Graham's first lecture, "Computers and Mathematics: Problems and Prospects," will be held at 4 p.m. Thursday in Room D109 of the Baylor Sciences Building. He will discuss a variety of mathematical problems in which computers have had, may have or will probably never have a significant role in solving.

His second lecture, "The Combinatorics of Solving Linear Equations," will be held at 3:30 p.m. Friday in Room 344 of the Sid Richardson Building. He will discuss what is known and what is still unknown about Ramsey theory, a major branch of combinatorics which studies properties that are preserved under partitions.

Graham, chief scientist at the California Institute for Telecommunications and Information Technology, is a mathematician credited by the American Mathematical Society as being "one of the principal architects of the rapid development worldwide of discrete mathematics in recent years." At the age of 15, he started his university studies at the University of Chicago and went on to receive his doctoral degree in mathematics from the University of California, Berkeley, in 1962.

For the next 37 years, Graham worked at AT&T Bell Laboratories in New Jersey, working on several problems in pure and applied mathematics. In 1999, he returned to California and joined the UC-San Diego faculty. He won the American Mathematical Society's annual Steele Prize for Lifetime Achievement in 2003, and he has published five books and more than 320 papers.
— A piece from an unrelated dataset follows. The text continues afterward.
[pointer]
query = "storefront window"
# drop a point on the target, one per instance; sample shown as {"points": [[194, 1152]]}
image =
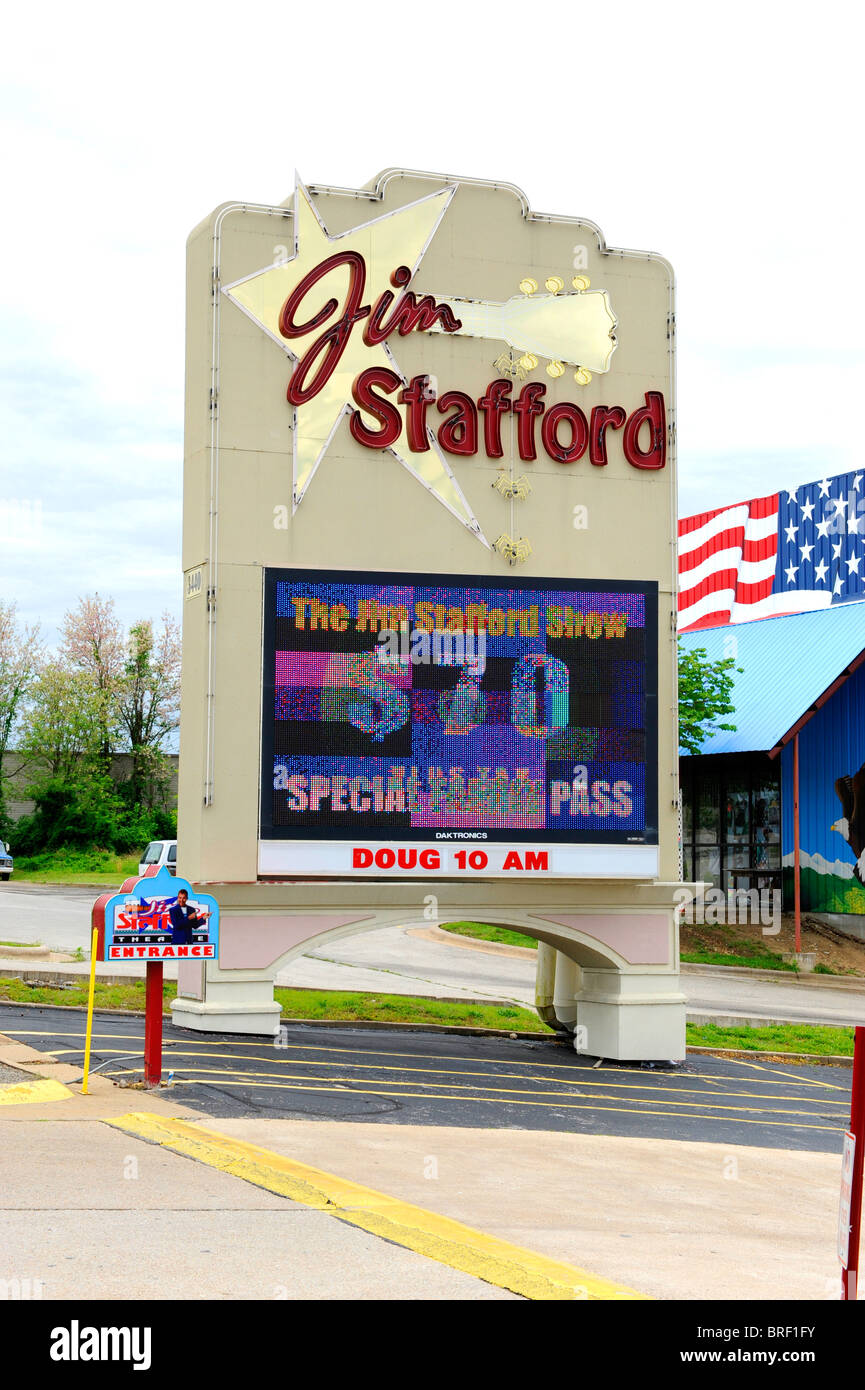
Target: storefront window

About the Baylor Undergraduate Lecture Series in Mathematics
Presented by the Baylor Department of Mathematics, the Baylor Undergraduate Lecture Series in Mathematics was introduced in 2008. The lecture series is aimed at undergraduate and graduate students, as well area high school students and teachers. The series' goal is to interest and attract students to mathematics and mathematics education.
Lecturers chosen for the series are renowned mathematicians with a penchant for teaching mathematics and a clear enthusiasm for the subject. Previous speakers include: Dr. John Oprea, professor of mathematics at Cleveland State University; Dr. Brian Conrey, founding director of the American Institute of Mathematics in Palo Alto, Calif.; and Dr. William Dunham, Truman Koehler Professor of Mathematics at Muhlenberg College in Allentown, Pa.